1 Corinthians 7:39 explicitly says that a Christian woman whose husband has died can "marry anyone she wishes, but he must belong to the Lord." This is a direct command for Christians to not marry those not committed to Christianity. And if it is wrong to marry a non-Christian, then it follows that knowingly dating a non-Christian and entertaining thoughts or desires of a marital relationship with him or her is asinine, unproductive, and sinful. While a command of the Bible, if the Bible is true, is obligatory whether or not someone wants it to be, there are very obvious consequences that could result from a Christian not abiding by this prescription.
It's entirely stupid, as brief reflection reveals, for someone to date or marry someone with a drastically different worldview and either expect the difference in values and frameworks to not hinder the relationship or think that such differences don't have any metaphysical significance. A legion of relationship problems could easily result from this, but there is an issue far greater than possibly fostering gratuitous frustration with one's partner.
For a Christian to date a non-Christian--or for a rationalist to date a non-rationalist, and so on--he or she must have a greater concern for a subjective sense of fulfillment than for knowing and living in accordance with reality. Show me a Christian who dates non-Christians (and many Christians I've met are certainly not intelligent, consistent, or deep) and you will show me someone who has priorities that contradict the very document Christianity is centered on. This kind of dating is an external act of hypocrisy and irrationality. It reveals superficiality, lack of commitment, and a mind that is either divided or deluded. And if someone has an inconsistent allegiance to Christianity, there is no reason to think that he or she will not be inconsistent in other ways. A disordered lifestyle can bring about more disorder.
Simply being a Christian does not make one an ideal romantic companion, I must add, much less a worthy one. Many who identify as Christians, whether they are or not in actuality, believe many asinine, false things about the Bible and about reality in general. Only a Christian with a right worldview--and this goes far beyond simply "believing in" Jesus or claiming to love him--is worthy of the romantic commitment of another Christian with a right worldview.
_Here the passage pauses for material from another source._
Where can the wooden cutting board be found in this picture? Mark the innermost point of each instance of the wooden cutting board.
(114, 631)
Some who eagerly praise Jesus have no fucking idea what the Bible does and doesn't teach about ethics, metaphysics, and epistemology, much less which truth claims are and aren't rational independent of the Bible. Accurate comprehension, thorough consistency, and intentional self-education are all mandatory for living out a commitment to Christ and the Christian worldview as a whole. Loving Jesus involves actually obeying his commands (John 14:15), and knowing the commands of him and Yahweh requires far more than fluffiness and emotion; it takes more effort than some might imagine.
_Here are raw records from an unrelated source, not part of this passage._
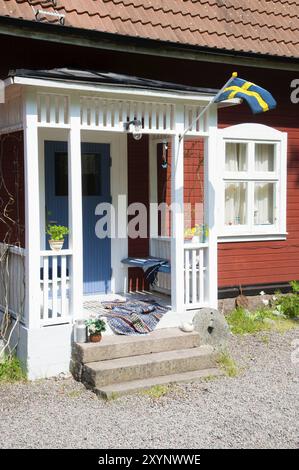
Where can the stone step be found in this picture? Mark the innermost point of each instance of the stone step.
(113, 347)
(125, 388)
(99, 374)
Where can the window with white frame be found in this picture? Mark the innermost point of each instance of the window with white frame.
(253, 181)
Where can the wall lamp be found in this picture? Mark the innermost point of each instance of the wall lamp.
(134, 127)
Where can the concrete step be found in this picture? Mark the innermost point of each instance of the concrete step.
(99, 374)
(125, 388)
(112, 347)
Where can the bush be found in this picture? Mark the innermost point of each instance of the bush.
(288, 305)
(57, 232)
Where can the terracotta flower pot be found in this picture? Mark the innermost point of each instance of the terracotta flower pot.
(95, 338)
(56, 245)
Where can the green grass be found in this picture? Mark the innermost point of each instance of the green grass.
(157, 391)
(242, 321)
(227, 364)
(11, 371)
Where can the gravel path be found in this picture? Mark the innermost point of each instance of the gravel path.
(257, 409)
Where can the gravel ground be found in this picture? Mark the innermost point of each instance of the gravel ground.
(256, 409)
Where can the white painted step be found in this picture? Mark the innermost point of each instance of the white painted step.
(125, 388)
(99, 374)
(116, 346)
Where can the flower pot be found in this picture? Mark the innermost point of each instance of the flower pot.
(56, 245)
(95, 337)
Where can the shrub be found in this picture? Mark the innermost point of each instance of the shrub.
(288, 305)
(10, 370)
(57, 232)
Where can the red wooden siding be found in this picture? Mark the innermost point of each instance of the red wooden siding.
(12, 218)
(273, 261)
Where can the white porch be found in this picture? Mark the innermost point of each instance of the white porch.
(49, 109)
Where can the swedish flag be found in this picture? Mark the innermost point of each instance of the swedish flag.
(259, 99)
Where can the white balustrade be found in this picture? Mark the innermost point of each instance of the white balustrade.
(195, 268)
(52, 110)
(109, 114)
(54, 286)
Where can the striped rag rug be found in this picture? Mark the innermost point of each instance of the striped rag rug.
(131, 317)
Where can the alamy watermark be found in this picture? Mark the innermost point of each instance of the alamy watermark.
(295, 91)
(2, 92)
(137, 220)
A Christian who properly cares about God and reality, truth and reason, and righteousness and justice more than a desire for romantic companionship will not settle for a lesser, weaker, irrational Christian. Simply being saved doesn't make you a good dating or marriage prospect. Simply being saved doesn't mean that you know how you should live. Simply being saved doesn't mean that you have any basis for believing what you do, much less a basis that is verifiable, sound, and true.
Simply being saved is a necessary but utterly incomplete criterion for being a worthy Christian dating partner or spouse.